Никто не приходит. Такое чувство, что селение вымерло. Дома им наказали раздобыть немного ниток для штопки, сахар и – если будет, по возможности – сито, чтобы протирать атоле[72]. Близится полдень; их «плащи» потяжелели от сырости. Индейцы рассказывают друг другу байки и посмеиваются. Дождевые капли блестят на вязанках с травами. «Сейчас бы глоточек пульке, тогда и потерпеть можно. Только почки агавы утопают в воде. Ничего не поделаешь».
На дороге, что ведет прямиком из Медиа-Луны, показалась Хустина Диас. Укрывшись под зонтом и огибая бурлящие по тротуарам потоки воды, она подошла к главной двери церкви, осенила себя крестом, а затем нырнула под свод галереи. Цепкие взоры индейцев тут же обратились к ней. Хустина остановилась у первого же лотка, взяла на десять сентаво розмарина и поспешила назад, сопровождаемая вереницей многочисленных взглядов.
«Ну и дороговизна нынче, – думала она, возвращаясь в Медиа-Луну. – Несчастный пучок розмарина за десять сентаво! А толку-то с него – даже запаха нет».
С наступлением темноты индейцы свернули торговлю и вышли под дождь с тяжелыми вязанками за спиной; на обратном пути заглянули в церковь – помолиться Деве Марии, а в качестве подношения оставили букетик тимьяна. Решив попытать счастья в другой раз, они направились в сторону Апанго, откуда пришли, по дороге рассказывая друг другу байки и посмеиваясь.
Хустина Диас вошла в спальню Сусаны Сан-Хуан и положила розмарин на полочку. Задернутые занавески не пропускали свет, поэтому в темноте она видела – или, скорее, угадывала – только тени. Похоже, Сусана спала. «Так даже лучше, – обрадовалась Хустина. – Пускай еще поспит».
Вдруг чуть поодаль от нее раздался вздох, будто вылетевший из угла погруженной во мрак комнаты.
– Хустина!
Она повернула голову – никого. Только ощущение чьей-то руки на плече и звук чужого дыхания. Неизвестно чей голос шепнул на ухо: «Уезжай отсюда, Хустина. Вместе со своими пожитками. Ты нам больше не нужна».
– Я ее не оставлю. – Хустина расправила плечи. – Она больна и нуждается в моей помощи.
– Уже нет, Хустина. Я позабочусь о ней.
– Это вы, дон Бартоломе?
Не дожидаясь ответа, она испустила такой вопль, что мужчины и женщины, идущие обратно с полей, говорили друг другу: «Вроде как человек воет, да только голосом нечеловечьим».
Звуки тонут в шуме дождя, стихают, а капли все так же сыплются на землю, сливаясь в реку жизни.
– Что такое, Хустина? Почему ты кричишь?
– Я не кричала, Сусана. Тебе, наверное, приснилось.
– Сколько раз тебе говорить: я не вижу снов. Но ты меня не слушаешь. Да я и не спала. Ты с вечера не выпустила кота на улицу, из-за него-то я глаз и не сомкнула.
– Он всю ночь у меня в ногах пролежал. Сморило его, а я из жалости не стала прогонять; правда, он не шумел.
– Может, и не шумел, а только устроил тут цирк: прыгал то по ногам, то по голове и тихонько так мяукал, словно есть просил.

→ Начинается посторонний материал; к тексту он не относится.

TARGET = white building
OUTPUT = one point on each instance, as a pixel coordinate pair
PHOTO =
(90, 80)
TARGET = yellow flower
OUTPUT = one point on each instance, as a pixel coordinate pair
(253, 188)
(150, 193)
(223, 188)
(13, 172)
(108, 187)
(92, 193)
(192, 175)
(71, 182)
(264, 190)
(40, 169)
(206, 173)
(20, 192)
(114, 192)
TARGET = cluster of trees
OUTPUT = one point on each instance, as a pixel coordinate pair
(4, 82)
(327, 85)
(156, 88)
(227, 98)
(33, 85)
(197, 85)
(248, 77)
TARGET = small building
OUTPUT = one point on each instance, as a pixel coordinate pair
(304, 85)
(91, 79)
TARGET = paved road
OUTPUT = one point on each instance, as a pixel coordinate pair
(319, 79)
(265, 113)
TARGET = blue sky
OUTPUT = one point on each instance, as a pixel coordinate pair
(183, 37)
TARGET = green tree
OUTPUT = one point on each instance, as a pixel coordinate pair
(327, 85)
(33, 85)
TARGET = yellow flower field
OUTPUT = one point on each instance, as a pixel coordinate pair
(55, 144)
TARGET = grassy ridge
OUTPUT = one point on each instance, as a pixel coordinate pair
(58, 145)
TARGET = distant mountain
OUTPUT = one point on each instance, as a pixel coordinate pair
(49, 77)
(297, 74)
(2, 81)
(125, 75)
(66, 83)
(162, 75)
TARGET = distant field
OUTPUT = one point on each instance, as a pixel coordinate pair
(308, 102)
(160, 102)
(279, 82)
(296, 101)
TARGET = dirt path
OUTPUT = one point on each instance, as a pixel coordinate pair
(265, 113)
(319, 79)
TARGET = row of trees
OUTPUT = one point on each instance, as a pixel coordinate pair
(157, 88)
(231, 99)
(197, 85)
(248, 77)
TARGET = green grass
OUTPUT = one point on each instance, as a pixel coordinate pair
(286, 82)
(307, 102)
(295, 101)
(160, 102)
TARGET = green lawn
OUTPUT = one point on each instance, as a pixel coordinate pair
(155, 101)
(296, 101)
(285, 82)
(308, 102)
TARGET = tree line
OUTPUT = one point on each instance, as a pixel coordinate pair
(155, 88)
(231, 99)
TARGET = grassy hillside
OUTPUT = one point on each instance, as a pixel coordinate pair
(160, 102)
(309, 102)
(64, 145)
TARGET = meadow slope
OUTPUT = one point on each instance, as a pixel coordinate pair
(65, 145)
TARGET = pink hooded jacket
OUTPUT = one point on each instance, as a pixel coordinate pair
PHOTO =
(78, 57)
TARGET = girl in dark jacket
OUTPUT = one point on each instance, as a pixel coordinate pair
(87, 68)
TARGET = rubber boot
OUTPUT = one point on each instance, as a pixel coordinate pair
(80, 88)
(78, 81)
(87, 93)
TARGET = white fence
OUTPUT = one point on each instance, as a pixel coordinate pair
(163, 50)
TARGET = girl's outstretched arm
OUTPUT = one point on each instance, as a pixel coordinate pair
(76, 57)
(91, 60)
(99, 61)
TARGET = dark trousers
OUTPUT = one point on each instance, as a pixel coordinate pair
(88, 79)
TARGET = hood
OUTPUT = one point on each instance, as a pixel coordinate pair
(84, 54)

– Я его вечером покормила, и до утра он никуда не отходил. Снова ты, Сусана, грезишь наяву.
– Говорю же, твой кот меня всю ночь своими прыжками пугал. Будь он хоть олицетворением кротости, держи его подальше, когда я сплю.
– Тебе померещилось, Сусана. Погоди, вот придет Педро Парамо, я ему скажу, что с меня довольно. Ноги моей больше здесь не будет. Мир не без добрых людей, работу сыщу. Не все такие помешанные, как ты, и не мучают ближних. Завтра же уйду и кота заберу; может, тогда успокоишься.